I remember it being a hot summer day when my grandmother, my mom, and I were driving home from the store. I was around six and full of energy. That all changed when a tow-truck hit us from behind when we stopped at a light. My mother was hospitalized and I was placed in the care of my grandparents. That began six months of hell as I was forced to eat off of and sleep on the floor like a dog. I wasn’t even allowed hot water. The only thing that kept me sane was the thought of being back with my mom. Finally, my mom was allowed weekend visits with me. One particular weekend it was her birthday and I wanted to do something special for her. She always told me, “You’re not allowed to use the stove, no matter what.” So, I decided to get creative. I cracked some eggs, opened some hash browns and bacon, and poured a glass of orange juice. I covered it all up and ran to get my mom. To her surprise, she walked into the kitchen and there was a tablecloth on the floor. She lifted it up to find raw cracked eggs, raw bacon, and raw hash browns and a glass of orange juice on the floor. I didn’t even use a plate. “Happy Birthday Mom! I didn’t use the stove.” She looked back and forth between the mess and me.

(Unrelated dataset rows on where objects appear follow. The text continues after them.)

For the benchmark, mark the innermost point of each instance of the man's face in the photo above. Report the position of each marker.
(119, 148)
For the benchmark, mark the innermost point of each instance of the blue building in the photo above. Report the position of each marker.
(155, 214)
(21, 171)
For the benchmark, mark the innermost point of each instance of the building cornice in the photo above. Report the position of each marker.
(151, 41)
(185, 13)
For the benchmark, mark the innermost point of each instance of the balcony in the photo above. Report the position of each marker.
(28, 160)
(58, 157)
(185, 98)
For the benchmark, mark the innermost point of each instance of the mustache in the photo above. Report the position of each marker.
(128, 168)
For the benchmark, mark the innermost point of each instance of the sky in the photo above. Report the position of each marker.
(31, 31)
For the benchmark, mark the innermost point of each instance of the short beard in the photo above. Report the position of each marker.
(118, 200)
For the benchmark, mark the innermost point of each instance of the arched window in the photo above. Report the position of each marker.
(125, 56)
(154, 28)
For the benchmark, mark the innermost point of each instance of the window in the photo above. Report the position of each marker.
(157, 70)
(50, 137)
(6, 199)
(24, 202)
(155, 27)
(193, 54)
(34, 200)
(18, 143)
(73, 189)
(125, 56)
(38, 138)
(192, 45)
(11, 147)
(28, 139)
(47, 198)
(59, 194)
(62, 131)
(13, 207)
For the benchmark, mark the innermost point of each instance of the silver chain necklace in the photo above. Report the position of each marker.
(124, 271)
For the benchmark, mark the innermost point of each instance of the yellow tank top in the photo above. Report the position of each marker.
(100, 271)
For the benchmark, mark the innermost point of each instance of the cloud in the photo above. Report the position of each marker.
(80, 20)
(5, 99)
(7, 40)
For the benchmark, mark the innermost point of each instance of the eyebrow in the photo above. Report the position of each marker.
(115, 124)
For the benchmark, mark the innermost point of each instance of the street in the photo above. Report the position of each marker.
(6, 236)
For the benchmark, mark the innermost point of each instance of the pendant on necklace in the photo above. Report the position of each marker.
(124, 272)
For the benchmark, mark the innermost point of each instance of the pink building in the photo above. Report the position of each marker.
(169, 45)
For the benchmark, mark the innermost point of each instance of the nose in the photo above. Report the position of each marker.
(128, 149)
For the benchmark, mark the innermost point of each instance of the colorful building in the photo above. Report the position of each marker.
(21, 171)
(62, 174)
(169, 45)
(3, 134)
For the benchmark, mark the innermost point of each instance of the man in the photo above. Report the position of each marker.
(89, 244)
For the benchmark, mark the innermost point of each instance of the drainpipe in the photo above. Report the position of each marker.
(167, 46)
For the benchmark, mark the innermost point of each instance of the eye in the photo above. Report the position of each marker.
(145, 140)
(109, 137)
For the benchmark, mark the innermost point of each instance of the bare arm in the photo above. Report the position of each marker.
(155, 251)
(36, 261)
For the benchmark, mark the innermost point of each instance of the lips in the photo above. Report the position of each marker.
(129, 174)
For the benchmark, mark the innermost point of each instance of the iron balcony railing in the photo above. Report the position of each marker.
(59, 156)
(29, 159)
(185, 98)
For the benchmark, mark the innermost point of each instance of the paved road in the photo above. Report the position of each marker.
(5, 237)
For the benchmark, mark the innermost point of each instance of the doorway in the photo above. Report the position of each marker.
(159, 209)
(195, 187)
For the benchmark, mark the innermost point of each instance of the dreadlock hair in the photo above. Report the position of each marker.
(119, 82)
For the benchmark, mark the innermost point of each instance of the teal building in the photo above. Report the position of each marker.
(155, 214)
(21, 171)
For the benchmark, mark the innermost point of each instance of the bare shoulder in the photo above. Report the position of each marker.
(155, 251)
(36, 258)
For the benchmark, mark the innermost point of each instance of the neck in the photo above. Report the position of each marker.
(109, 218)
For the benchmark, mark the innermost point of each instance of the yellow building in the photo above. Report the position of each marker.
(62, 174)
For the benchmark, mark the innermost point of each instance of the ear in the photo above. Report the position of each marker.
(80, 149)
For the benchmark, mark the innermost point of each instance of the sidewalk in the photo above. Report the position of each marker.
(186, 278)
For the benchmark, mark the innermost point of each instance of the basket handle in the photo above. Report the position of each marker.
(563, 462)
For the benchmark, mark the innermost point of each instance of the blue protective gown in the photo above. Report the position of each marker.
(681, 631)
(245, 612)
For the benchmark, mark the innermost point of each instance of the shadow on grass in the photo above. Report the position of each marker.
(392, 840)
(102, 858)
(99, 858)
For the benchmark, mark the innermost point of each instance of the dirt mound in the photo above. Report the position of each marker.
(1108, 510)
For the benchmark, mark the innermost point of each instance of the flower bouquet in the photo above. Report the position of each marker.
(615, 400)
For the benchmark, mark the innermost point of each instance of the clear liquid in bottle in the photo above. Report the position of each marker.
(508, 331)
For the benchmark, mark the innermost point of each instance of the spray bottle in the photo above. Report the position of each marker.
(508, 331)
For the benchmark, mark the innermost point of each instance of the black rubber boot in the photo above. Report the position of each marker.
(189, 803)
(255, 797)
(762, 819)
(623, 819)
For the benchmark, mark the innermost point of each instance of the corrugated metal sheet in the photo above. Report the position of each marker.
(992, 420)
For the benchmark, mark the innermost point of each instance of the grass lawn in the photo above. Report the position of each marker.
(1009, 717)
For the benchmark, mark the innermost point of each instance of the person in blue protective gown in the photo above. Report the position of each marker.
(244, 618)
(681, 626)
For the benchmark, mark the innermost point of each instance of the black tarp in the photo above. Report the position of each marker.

I really thought that she was going to be mad. She just shook her head and smiled. She gave me the biggest hug and told me that she loved me. That day taught me three things. It really is the thought that counts. Always be creative. A simple act of love and caring can bring a smile to another person. I carry this with me every day in life with the hope of bringing a smile to everyone that I meet. Rest in peace Mom… I love you too.